Q: My hearing aid is 10 years old. Would my hearing be improved with a newer hearing aid?

A: Today’s digital technologies can significantly improve your hearing ability compared to the technology from 10 years ago.  Today’s devices are smaller, completely programmable and have faster processing capabilities to help you in your unique, individual listening environments. Current products utilize Bluetooth technology to directly connect you to your telephone and enhance your connectivity.

Q: My hearing aid needs to be repaired but I did not purchase it from you. Can you help me?

A: We offer repair for almost all brands of hearing aids regardless of whether you purchased them from our company. Call our office to schedule an appointment.

Q: Where can I find hearing aid batteries?

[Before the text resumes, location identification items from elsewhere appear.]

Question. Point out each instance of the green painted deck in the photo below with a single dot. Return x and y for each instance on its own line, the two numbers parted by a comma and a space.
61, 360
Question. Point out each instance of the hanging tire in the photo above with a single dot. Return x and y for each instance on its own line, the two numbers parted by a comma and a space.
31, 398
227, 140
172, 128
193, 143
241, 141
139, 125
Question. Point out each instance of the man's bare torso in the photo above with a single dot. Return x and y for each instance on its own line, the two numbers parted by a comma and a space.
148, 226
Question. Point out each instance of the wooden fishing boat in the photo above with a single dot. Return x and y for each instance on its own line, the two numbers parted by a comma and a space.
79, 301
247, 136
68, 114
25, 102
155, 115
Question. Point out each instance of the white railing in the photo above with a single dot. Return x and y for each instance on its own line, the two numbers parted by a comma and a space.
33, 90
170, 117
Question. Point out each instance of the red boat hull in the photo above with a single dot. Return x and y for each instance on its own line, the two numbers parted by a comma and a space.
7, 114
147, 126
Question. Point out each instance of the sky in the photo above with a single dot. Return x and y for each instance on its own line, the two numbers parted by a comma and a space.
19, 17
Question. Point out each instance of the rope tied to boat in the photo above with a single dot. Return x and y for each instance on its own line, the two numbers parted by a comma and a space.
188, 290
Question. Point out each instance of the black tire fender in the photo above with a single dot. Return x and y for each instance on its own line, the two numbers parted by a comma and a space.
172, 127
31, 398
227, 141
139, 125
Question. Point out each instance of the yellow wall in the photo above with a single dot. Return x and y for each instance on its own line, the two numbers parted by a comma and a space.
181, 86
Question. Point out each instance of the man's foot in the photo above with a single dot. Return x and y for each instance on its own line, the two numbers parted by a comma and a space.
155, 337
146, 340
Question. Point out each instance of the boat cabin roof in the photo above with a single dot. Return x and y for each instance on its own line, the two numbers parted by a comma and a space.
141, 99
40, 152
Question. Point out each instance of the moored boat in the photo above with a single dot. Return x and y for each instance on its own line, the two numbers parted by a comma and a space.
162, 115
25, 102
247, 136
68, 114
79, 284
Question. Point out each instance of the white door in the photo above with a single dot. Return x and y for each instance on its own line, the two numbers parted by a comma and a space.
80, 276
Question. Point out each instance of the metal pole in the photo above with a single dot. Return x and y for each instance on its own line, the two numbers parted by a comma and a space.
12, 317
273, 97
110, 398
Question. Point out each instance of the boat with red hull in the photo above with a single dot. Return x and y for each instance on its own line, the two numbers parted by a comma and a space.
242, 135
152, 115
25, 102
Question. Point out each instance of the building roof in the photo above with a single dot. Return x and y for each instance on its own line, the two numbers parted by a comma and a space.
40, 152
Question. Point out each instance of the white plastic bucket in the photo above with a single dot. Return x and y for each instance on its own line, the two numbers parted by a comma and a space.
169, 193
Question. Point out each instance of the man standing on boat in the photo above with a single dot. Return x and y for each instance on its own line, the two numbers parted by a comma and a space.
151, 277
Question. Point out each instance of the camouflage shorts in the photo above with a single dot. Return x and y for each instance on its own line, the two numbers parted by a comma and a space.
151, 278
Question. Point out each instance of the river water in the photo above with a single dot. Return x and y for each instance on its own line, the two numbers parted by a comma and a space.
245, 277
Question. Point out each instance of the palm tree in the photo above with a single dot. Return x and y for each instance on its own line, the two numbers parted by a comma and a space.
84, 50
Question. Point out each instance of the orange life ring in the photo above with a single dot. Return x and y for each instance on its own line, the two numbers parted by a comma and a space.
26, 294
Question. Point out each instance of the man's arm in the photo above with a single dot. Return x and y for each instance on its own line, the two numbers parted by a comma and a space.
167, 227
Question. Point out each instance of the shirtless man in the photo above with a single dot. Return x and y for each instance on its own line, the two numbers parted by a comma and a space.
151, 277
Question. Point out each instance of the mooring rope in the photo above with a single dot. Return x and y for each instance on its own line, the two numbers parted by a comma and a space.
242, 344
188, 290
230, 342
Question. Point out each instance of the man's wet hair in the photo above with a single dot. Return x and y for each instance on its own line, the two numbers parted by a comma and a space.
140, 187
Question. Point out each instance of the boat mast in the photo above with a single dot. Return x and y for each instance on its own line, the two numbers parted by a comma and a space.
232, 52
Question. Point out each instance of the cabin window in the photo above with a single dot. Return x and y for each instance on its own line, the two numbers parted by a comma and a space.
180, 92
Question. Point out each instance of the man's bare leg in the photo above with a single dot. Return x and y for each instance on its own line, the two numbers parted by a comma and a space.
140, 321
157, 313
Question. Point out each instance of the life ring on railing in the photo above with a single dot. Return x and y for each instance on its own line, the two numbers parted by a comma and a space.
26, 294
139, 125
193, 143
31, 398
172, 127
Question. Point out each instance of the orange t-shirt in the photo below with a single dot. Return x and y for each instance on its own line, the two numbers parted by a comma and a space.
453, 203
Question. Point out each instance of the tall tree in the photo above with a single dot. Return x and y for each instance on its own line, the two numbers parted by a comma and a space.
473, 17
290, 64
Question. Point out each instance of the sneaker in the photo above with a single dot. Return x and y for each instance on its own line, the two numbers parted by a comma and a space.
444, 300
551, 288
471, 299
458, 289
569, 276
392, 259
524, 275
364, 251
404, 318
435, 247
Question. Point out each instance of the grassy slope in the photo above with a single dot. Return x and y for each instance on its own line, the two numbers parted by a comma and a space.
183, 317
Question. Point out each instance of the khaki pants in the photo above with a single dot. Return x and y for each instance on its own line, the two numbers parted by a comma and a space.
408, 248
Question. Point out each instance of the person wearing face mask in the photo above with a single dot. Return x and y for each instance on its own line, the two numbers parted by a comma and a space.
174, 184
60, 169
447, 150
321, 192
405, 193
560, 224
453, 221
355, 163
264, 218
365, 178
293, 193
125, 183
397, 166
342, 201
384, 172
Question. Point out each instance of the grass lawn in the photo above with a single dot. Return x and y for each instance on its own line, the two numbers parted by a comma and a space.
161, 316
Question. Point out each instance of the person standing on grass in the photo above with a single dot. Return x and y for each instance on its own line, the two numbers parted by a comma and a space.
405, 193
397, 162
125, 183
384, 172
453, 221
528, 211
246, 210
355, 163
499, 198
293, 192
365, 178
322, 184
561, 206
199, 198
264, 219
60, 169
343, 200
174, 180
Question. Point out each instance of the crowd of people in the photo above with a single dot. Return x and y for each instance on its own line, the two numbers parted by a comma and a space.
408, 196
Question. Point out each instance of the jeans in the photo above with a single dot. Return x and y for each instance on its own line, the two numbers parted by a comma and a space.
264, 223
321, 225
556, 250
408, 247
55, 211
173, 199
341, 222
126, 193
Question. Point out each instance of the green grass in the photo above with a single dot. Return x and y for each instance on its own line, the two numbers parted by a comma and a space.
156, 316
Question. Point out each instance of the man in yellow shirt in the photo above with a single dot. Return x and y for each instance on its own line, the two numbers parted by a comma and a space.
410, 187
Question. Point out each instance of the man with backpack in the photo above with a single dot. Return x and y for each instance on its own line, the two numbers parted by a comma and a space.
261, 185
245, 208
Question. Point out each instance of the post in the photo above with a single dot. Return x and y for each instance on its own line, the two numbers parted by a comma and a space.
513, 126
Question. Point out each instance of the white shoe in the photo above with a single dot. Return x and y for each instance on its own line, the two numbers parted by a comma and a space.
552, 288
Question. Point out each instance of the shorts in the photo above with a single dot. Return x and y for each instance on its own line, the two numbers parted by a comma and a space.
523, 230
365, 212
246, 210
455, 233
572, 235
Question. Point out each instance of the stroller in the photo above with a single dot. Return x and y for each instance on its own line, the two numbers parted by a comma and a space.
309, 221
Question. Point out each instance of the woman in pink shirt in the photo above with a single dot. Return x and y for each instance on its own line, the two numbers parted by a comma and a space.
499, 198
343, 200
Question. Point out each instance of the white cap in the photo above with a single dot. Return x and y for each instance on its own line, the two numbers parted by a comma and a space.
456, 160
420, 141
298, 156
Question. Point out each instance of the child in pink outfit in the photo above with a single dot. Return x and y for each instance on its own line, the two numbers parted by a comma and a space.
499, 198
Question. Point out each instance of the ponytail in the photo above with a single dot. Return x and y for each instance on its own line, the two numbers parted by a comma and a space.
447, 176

A: We offer a full selection of hearing aid batteries. We can ship these to your location anywhere in the continental United States. Call our office to place your order.

Insurance

Q: Are general ENT services covered by insurance?

A: Many of the services we provide are covered by insurance. Any charges not covered by the insurance company are the patient’s responsibility. If you have additional questions regarding insurance, please call our office.

Q: Are hearing aids covered by insurance?

A: When a physician orders a hearing evaluation, Medicare and most Insurance companies cover appropriate diagnostic audiology services. Medicare does not cover hearing aids or related supplies.